There was great excitement in the world of radio on October 5 when it was learnt that the Russians had launched their first satellite. In spite of much previous discussion on the reception of satellite signals, the actual event took everyone by surprise. Observing stations were hastily improvised from existing equipment by amateurs and professionals alike. The BBC used their listening station at Tatsfield, the DSIR their radio research establishment at Slough, and the GPO their measuring stations at Baldock and Banbury. At the same time the radio astronomers at Cambridge and Jodrell Bank worked furiously to rig up equipment for precise position-finding measurements on the actual track of the satellite, while similar measurements were started immediately by the Royal Aircraft Establishment, Farnborough, and at Malvern by the Royal Radar Establishment. Between these offfcial organizations and the many amateurs who made observations were bodies like the British Astronomical Association, whose Radio Section took recordings of the signals at their small station at Clacton.

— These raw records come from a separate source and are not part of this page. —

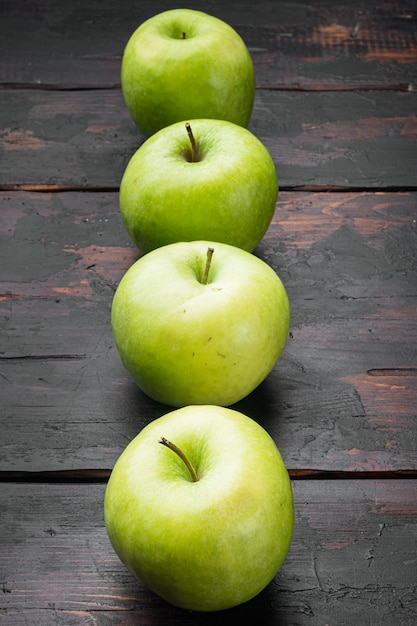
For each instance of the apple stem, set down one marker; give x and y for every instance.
(193, 144)
(182, 456)
(207, 266)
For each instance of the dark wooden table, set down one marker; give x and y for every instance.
(336, 105)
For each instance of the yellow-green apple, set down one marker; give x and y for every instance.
(204, 179)
(206, 519)
(200, 322)
(184, 64)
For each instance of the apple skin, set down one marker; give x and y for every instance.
(166, 78)
(185, 342)
(207, 545)
(228, 195)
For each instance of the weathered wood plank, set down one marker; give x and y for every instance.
(352, 557)
(319, 45)
(317, 140)
(342, 397)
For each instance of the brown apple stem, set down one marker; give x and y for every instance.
(182, 456)
(207, 266)
(192, 142)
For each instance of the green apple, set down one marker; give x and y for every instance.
(200, 322)
(203, 179)
(206, 519)
(183, 64)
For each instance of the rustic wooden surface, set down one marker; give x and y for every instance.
(336, 105)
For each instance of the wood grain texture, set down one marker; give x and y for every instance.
(341, 398)
(294, 45)
(353, 553)
(84, 140)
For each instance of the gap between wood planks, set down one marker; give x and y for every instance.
(45, 188)
(403, 87)
(92, 476)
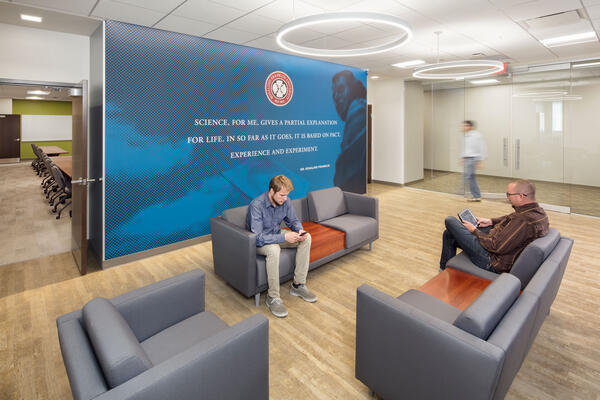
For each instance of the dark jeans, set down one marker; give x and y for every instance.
(455, 236)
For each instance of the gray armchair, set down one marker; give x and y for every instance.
(158, 342)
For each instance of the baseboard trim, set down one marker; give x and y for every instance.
(114, 262)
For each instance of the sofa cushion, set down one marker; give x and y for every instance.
(463, 263)
(236, 216)
(119, 354)
(482, 316)
(326, 203)
(181, 336)
(533, 256)
(287, 263)
(358, 228)
(431, 305)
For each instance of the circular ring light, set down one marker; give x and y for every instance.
(485, 68)
(343, 17)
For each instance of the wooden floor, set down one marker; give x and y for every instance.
(28, 230)
(581, 199)
(312, 350)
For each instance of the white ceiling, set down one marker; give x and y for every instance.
(507, 30)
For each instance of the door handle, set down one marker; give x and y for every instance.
(517, 153)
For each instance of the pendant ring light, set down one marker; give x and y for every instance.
(343, 17)
(483, 68)
(463, 68)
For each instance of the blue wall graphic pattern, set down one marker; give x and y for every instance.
(161, 185)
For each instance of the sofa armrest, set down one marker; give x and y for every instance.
(85, 376)
(150, 309)
(234, 255)
(403, 352)
(233, 364)
(362, 205)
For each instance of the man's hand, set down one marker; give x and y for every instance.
(302, 238)
(484, 222)
(470, 227)
(292, 237)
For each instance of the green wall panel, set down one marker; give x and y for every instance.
(42, 107)
(27, 152)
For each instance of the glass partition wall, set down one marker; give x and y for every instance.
(542, 125)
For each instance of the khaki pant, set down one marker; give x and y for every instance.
(272, 252)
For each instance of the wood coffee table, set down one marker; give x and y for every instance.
(325, 240)
(457, 288)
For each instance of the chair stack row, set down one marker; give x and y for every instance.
(56, 187)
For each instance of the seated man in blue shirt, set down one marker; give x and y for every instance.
(264, 217)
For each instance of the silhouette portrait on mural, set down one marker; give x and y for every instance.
(349, 95)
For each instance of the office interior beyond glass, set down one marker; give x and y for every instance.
(539, 125)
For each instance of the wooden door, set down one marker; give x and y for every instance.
(79, 182)
(10, 138)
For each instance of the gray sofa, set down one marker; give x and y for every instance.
(234, 248)
(416, 346)
(158, 342)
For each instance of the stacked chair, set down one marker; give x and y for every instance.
(54, 184)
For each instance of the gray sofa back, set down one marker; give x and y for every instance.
(482, 316)
(237, 216)
(546, 282)
(533, 256)
(326, 204)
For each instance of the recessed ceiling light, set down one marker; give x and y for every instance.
(31, 18)
(567, 40)
(586, 64)
(408, 64)
(484, 81)
(541, 93)
(41, 92)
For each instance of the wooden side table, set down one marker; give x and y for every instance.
(455, 287)
(325, 240)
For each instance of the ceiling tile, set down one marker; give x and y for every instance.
(287, 10)
(590, 2)
(303, 35)
(255, 24)
(188, 26)
(594, 11)
(51, 20)
(538, 8)
(362, 34)
(117, 11)
(205, 10)
(231, 35)
(266, 43)
(246, 5)
(577, 50)
(381, 6)
(81, 7)
(327, 42)
(332, 5)
(165, 6)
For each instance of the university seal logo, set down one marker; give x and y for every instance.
(279, 88)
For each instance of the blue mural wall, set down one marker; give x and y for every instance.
(195, 126)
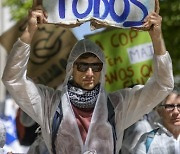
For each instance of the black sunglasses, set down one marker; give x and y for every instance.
(171, 107)
(83, 67)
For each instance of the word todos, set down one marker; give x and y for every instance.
(94, 8)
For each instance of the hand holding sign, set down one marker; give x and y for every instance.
(36, 16)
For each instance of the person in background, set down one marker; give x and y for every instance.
(165, 138)
(133, 133)
(84, 126)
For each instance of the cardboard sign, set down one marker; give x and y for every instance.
(128, 57)
(117, 13)
(49, 51)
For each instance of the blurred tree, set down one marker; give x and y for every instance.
(18, 8)
(169, 10)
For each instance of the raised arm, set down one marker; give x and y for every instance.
(154, 22)
(25, 92)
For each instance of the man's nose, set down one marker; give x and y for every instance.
(89, 71)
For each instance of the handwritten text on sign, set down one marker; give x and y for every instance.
(118, 13)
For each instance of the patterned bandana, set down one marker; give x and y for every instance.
(83, 98)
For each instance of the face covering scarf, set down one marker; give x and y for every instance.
(81, 98)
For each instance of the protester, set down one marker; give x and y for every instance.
(164, 139)
(29, 133)
(133, 133)
(82, 101)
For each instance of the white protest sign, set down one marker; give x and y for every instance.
(117, 13)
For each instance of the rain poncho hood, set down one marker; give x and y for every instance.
(80, 48)
(100, 137)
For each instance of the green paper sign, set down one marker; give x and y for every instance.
(128, 56)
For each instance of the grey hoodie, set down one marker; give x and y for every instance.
(41, 102)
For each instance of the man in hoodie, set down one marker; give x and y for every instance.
(84, 127)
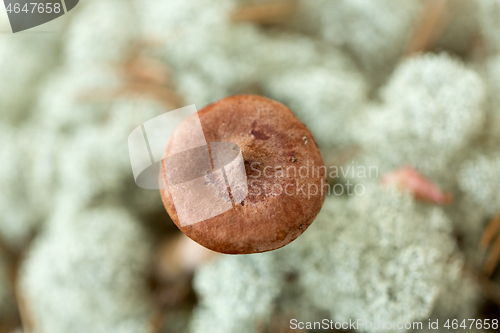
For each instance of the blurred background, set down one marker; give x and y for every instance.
(390, 84)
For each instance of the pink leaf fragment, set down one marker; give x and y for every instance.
(409, 179)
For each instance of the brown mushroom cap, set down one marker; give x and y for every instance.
(269, 134)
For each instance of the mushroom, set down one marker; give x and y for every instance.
(285, 178)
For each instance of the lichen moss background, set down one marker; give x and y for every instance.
(380, 83)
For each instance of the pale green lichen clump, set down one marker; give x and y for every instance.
(86, 273)
(432, 108)
(380, 255)
(67, 107)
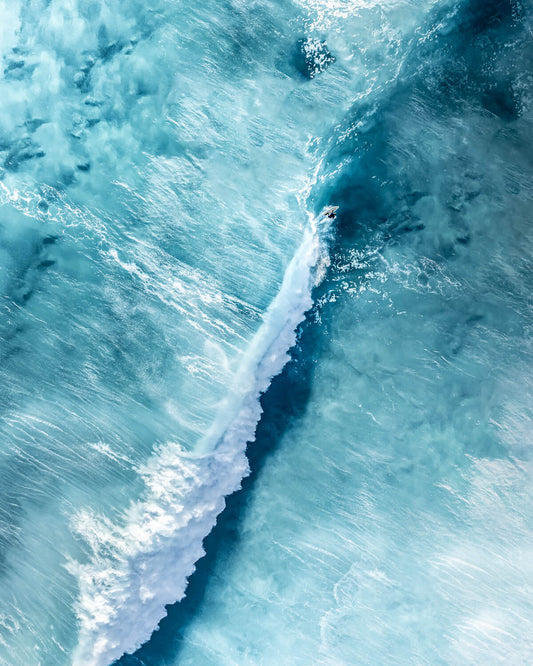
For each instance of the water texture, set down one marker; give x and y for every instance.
(164, 254)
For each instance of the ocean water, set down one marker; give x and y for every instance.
(186, 339)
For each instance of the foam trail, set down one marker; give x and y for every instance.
(136, 569)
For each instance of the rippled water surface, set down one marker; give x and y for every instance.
(164, 256)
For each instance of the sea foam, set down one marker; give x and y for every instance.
(136, 569)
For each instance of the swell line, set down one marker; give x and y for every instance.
(134, 571)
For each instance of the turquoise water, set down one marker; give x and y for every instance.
(164, 257)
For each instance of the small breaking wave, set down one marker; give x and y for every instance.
(136, 569)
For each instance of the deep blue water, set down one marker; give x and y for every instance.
(186, 337)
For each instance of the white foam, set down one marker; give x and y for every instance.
(136, 569)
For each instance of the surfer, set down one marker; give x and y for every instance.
(330, 212)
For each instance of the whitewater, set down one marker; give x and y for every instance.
(236, 427)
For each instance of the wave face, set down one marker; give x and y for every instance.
(392, 521)
(163, 172)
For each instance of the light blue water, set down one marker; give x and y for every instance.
(164, 171)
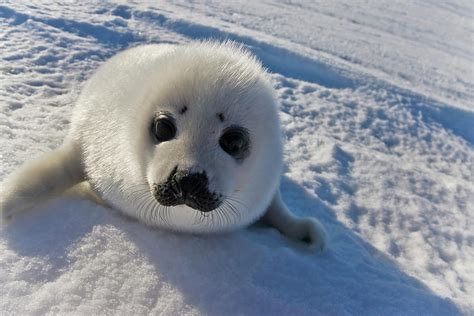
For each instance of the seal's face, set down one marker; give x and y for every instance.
(189, 184)
(209, 142)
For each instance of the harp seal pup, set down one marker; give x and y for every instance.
(185, 138)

Nobody in this country was prepared for the use of 20 MHz and 40 MHz as the transmission frequencies because it was expected that the American satellite, using 108 MHz, would be the first to be launched. This state of unpreparedness should never have existed, however, for the frequencies were published in the June, 1957, issue of the Russian journal Radio, which is available in this country, and were offcially notified to the Royal Society in the following August. The June issue of Radio contained two articles (from the first of which our title is reproduced) mainly giving advice to amateurs for observing the satellite. The first begins:

'During the course of the International Geophysical Year it is intended in the USSR to launch a number of artificial satellites of the earth, equipped with radio-transmitting apparatus. Radio observers of the signals from these satellites will make it possible to obtain fresh data regarding the structure of the ionosphere and to determine with accuracy the size, shape and position of the orbits of the satellites, and also to draw conclusions regarding the processes and occurrences taking place in the satellite during the course of its flight'.

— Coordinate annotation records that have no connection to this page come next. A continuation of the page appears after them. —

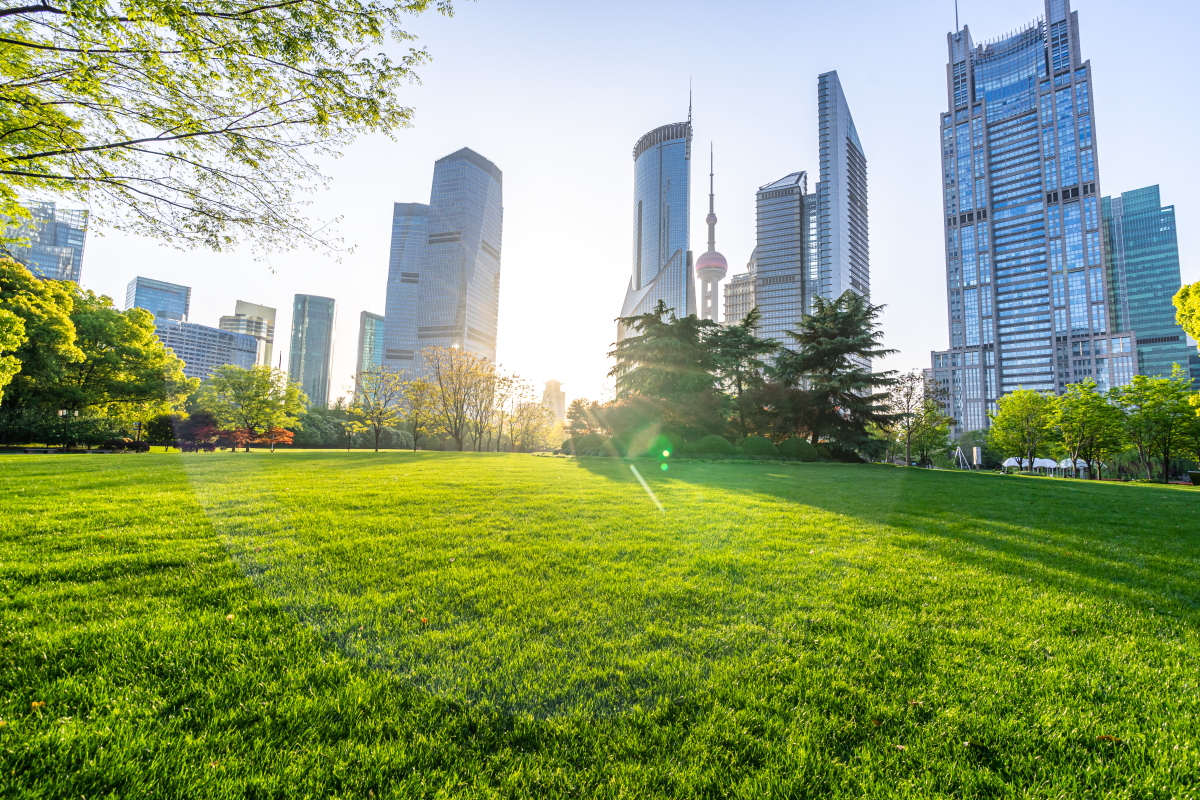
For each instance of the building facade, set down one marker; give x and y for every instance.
(784, 265)
(444, 270)
(555, 398)
(1027, 300)
(844, 241)
(370, 353)
(661, 257)
(253, 320)
(312, 346)
(54, 240)
(161, 299)
(1143, 260)
(203, 349)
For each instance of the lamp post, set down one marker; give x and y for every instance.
(65, 415)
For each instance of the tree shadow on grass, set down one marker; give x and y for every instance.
(1135, 543)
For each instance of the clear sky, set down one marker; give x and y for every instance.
(557, 94)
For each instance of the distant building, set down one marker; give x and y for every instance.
(253, 320)
(739, 295)
(555, 398)
(785, 269)
(370, 355)
(203, 349)
(661, 263)
(161, 299)
(1143, 264)
(312, 346)
(444, 271)
(54, 241)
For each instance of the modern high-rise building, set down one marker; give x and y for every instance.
(1026, 292)
(555, 398)
(661, 263)
(844, 242)
(370, 354)
(255, 320)
(809, 244)
(312, 346)
(53, 241)
(161, 299)
(203, 349)
(1143, 259)
(444, 271)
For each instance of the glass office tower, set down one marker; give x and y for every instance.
(54, 240)
(312, 346)
(253, 320)
(444, 271)
(1026, 294)
(370, 342)
(203, 349)
(161, 299)
(661, 259)
(1143, 260)
(844, 242)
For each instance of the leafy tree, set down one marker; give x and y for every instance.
(377, 397)
(12, 336)
(907, 403)
(1084, 422)
(1157, 414)
(834, 346)
(419, 409)
(1187, 308)
(125, 368)
(195, 122)
(454, 374)
(252, 401)
(1021, 426)
(48, 341)
(931, 432)
(669, 358)
(739, 359)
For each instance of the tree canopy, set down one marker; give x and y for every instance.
(201, 121)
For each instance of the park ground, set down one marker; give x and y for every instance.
(460, 625)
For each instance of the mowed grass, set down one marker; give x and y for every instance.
(454, 625)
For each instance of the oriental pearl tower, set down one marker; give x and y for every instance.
(712, 266)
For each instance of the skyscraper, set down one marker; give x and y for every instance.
(370, 355)
(253, 320)
(161, 299)
(809, 244)
(203, 349)
(1026, 295)
(444, 271)
(844, 242)
(312, 346)
(661, 268)
(1143, 260)
(54, 240)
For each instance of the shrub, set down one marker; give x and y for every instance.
(759, 446)
(714, 445)
(595, 444)
(798, 449)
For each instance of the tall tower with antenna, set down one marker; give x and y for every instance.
(711, 268)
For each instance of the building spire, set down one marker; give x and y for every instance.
(712, 212)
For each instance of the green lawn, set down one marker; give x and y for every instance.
(444, 625)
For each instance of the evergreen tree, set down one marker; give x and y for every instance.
(834, 344)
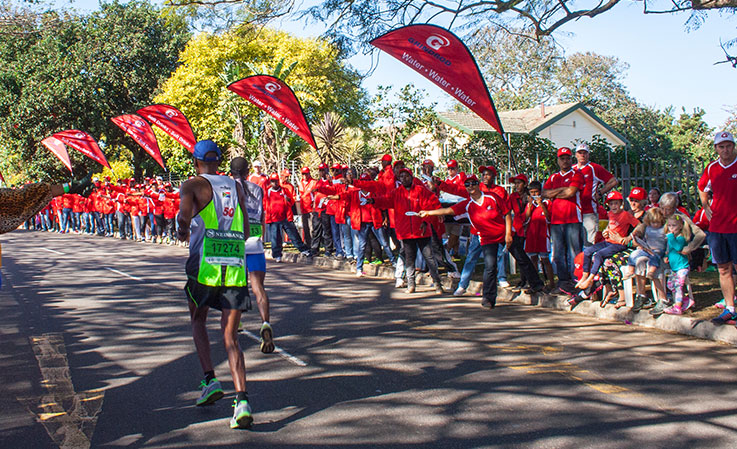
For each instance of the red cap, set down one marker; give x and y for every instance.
(637, 194)
(613, 195)
(564, 150)
(521, 177)
(483, 168)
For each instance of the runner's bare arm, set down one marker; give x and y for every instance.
(186, 209)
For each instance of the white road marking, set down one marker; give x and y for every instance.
(284, 354)
(123, 274)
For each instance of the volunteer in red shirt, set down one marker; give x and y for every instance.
(365, 218)
(407, 200)
(307, 186)
(278, 208)
(621, 224)
(720, 178)
(638, 200)
(258, 177)
(566, 230)
(597, 183)
(491, 221)
(454, 230)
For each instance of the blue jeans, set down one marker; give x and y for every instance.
(66, 219)
(567, 243)
(275, 235)
(337, 239)
(474, 252)
(501, 260)
(363, 237)
(345, 231)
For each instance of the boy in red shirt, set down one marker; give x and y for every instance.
(621, 223)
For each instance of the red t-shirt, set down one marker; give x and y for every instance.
(722, 181)
(565, 210)
(593, 175)
(620, 223)
(486, 217)
(538, 230)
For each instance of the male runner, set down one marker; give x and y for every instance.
(255, 257)
(214, 207)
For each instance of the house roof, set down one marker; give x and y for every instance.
(521, 121)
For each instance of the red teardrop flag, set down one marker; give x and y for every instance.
(277, 99)
(141, 132)
(170, 120)
(84, 143)
(440, 56)
(59, 149)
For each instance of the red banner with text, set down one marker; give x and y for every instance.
(440, 56)
(141, 132)
(170, 120)
(84, 143)
(59, 149)
(277, 99)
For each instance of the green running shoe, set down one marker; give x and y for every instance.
(211, 392)
(242, 418)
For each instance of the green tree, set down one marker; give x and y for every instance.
(325, 81)
(64, 71)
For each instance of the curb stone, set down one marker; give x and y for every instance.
(670, 323)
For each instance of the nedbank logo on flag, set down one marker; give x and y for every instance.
(435, 42)
(272, 87)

The second article mentions the use of two radio transmitters 'having frequencies of approximately 20 MHz and 40 MHz, and the power of the transmissions will be approx. 1W. These transmitters will operate continuous over a long period (this period being limited by the sources of electrical power contained in the satellite). Consequently, the special radio reception points as well as radio amateurs throughout the whole of the territory of the Soviet Union as well as countries abroad will be able to receive time and time again the radio signals transmitted by the equipment mounted in the satellites.

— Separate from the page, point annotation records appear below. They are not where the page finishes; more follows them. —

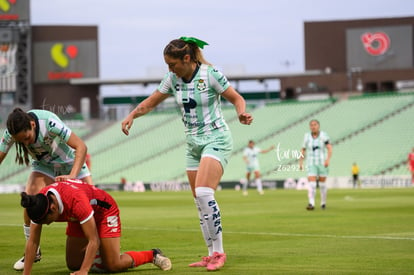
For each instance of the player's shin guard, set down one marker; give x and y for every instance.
(312, 192)
(140, 257)
(259, 185)
(204, 230)
(324, 192)
(26, 232)
(211, 215)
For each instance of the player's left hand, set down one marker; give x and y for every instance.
(63, 178)
(245, 118)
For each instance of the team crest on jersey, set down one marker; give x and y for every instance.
(201, 85)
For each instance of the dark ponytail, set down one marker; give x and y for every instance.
(18, 121)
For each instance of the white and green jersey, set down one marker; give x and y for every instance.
(316, 152)
(198, 99)
(50, 146)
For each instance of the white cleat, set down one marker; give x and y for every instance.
(19, 265)
(160, 260)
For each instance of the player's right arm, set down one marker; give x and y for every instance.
(2, 156)
(143, 108)
(31, 247)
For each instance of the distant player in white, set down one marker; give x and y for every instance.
(250, 157)
(318, 151)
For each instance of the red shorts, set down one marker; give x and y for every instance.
(108, 223)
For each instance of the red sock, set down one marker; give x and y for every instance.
(141, 257)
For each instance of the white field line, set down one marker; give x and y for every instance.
(305, 235)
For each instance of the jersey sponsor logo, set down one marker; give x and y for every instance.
(201, 86)
(189, 104)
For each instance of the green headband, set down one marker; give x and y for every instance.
(198, 42)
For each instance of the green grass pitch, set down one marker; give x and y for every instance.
(362, 231)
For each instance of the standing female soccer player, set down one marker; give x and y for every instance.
(94, 226)
(318, 152)
(57, 153)
(197, 87)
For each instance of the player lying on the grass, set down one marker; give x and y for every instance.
(93, 226)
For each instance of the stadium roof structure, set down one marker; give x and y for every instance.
(156, 80)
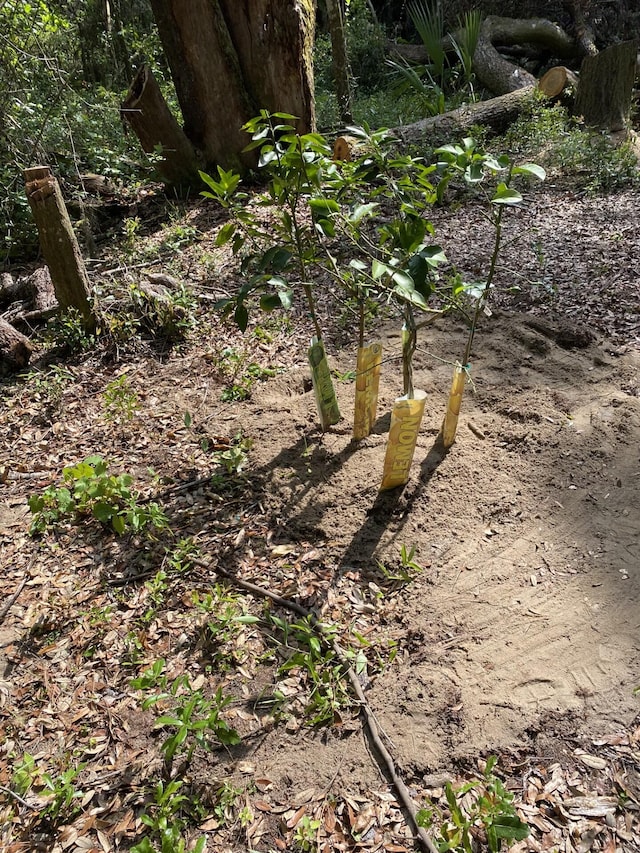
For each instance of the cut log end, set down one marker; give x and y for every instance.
(556, 81)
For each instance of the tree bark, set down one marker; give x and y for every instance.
(556, 81)
(15, 349)
(231, 58)
(606, 83)
(498, 74)
(496, 113)
(340, 60)
(583, 33)
(59, 244)
(147, 113)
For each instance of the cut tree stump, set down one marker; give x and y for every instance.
(605, 89)
(146, 112)
(556, 81)
(59, 244)
(15, 349)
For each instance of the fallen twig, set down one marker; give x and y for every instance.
(374, 732)
(13, 598)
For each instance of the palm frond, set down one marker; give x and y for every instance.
(428, 19)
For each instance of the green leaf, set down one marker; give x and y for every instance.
(474, 173)
(266, 157)
(323, 206)
(275, 259)
(530, 169)
(241, 316)
(362, 211)
(103, 511)
(359, 265)
(167, 720)
(326, 227)
(378, 269)
(225, 233)
(510, 827)
(403, 279)
(505, 195)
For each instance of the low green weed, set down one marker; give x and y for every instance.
(88, 490)
(68, 332)
(480, 806)
(242, 374)
(223, 626)
(165, 822)
(587, 157)
(169, 317)
(324, 672)
(306, 834)
(121, 402)
(406, 572)
(191, 718)
(59, 791)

'The signals given out by the transmitters in the satellites will be similar to telegraphic strokes having a length of from 0.05 to 0.7 seconds. The transmission will be arranged to proceed in such a manner that one transmitter will be heard during the interval in the transmission of the other'.

Of course, we know now that the actual pulse duration was approximately 0.3 second, on both frequencies in the first satellite and on 20 MHz in the second satellite. Moreover the frequencies proved to be 20.005 MHz and 40.002 MHz, the increments of 0.005 and 0.002 being made probably in order to generate audio beat frequencies of 5 kHz and 2 KHz with local oscillations of 20 MHz and 40 MHz at the ground receiving stations. We know also that the 23-inch aluminium-alloy sphere of the first satellite carried four projecting rod aerials of 2.4-2.9 metres in length, which were folded back against its body during the flight in the rocket but afterwards swung out on swivels to their correct positions. The 184-lb weight of Sputnik 1 was said to have been largely made up by the weight of the batteries, which have been estimated as supplying a power of 10-30 Watts.

The second satellite is reported by the Russians to contain a great deal more telemetering equipment for measuring temperature and pressure, cosmic rays, electromagnetic radiation from the sun in the short-wave, ultra-violet and Rontgen regions, and also various physiological parameters from the passenger dog. Very little is known at present on the precise method of modulating all this information on to the radio frequencies, but it is likely that some time-sharing system is used, even though two carriers are available.

Pulse Recurrence Frequency

In Sputnik 1, it was stated by the Russians that the mark/space ratio of the pulses was modulated and also 'the frequency of the telegraphic messages'. Whether this meant the radio frequency or the pulse recurrence frequency was not clear. The BBC at Tatsfield noted a gradual increase in PRF from 108 pulses per minute to 150 per minute before the keying on 20 MHz stopped altogether on October 7. In the second satellite the keying on 20 MHz stopped on November 3, leaving both transmissions in continuous operation.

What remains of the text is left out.